Before leaving the ballroom, we were able to chat with Sir Jeremy Irons. Irons starred in “Chinese Box” with Gong Li and Ruben Blades in a movie portraying the last days of colonial Hong Kong; it was June 1997. The movie dealt with the uncertainty of the handover, and so we asked him if that state of mind still has some meaning for him.
“Not really,” he said, adding that, “all I see [in Hong Kong] is pretty much the same, high rises and people making their lives, their money…”
He was in Macau for the first time 12 years ago to buy paintings. “The difference between then and now is that there are… so much more people !”
To end the show with a bang, Nicolas Cage told the Venetian crowd:
“China will be the biggest cinema studio in the world.”
Cage was probably talking about the Qingdao studios project led by China’s richest man, as recently reported by The Economist.
Wang Jianlin, the boss of Dalian Wanda, a Chinese multinational that made its money in the property business, wants to be a media mogul. Mr Wang announced plans to build a 50 billion yuan (USD8.2 billion) entertainment complex. The massive project, dubbed the Qingdao Oriental Movie Metropolis, would include 20 film studios, cinemas, a theme park, hotels and a wax museum. If all goes to plan, it will be open by mid-2017.
Legendary producer to direct today’s Huading Awards show
The former Oscars and Super Bowl producer, Don Mischer, will oversee China’s Huading Awards taking place this evening at the Venetian.
Mr Mischer produced or directed three Academy Award shows, two Olympics opening ceremonies, several Super Bowl halftime shows and the Obama Inaugural Celebration in Washington, D.C., in 2009. Now he is in Macau, China with “some of Hollywood with him,” as The Economist put it.

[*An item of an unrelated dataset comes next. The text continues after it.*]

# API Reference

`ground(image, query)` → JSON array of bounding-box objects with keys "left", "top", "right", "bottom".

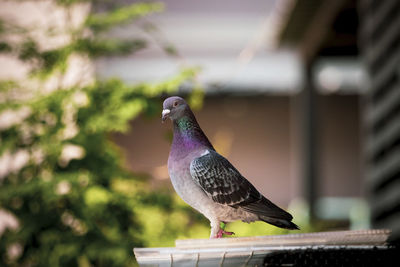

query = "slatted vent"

[{"left": 359, "top": 0, "right": 400, "bottom": 241}]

Veteran live-show producer Don Mischer has signed on “to oversee the revamp of China’s Huading Awards, a vote-based show that honors top Chinese talent in athletics and entertainment.”
Established in 2007 by Beijing-based media company Global Talents Media Group, the Huading Awards are held several times throughout the year at various Chinese locations, feting stars in all fields. Mischer is directing the recording of the event in Macau, which celebrates talent from film, TV, dance and music. Mischer said in an interview to Wall Street Journal that he “plans to work with Global Talents to bring the Huading show to Los Angeles in May 2014.”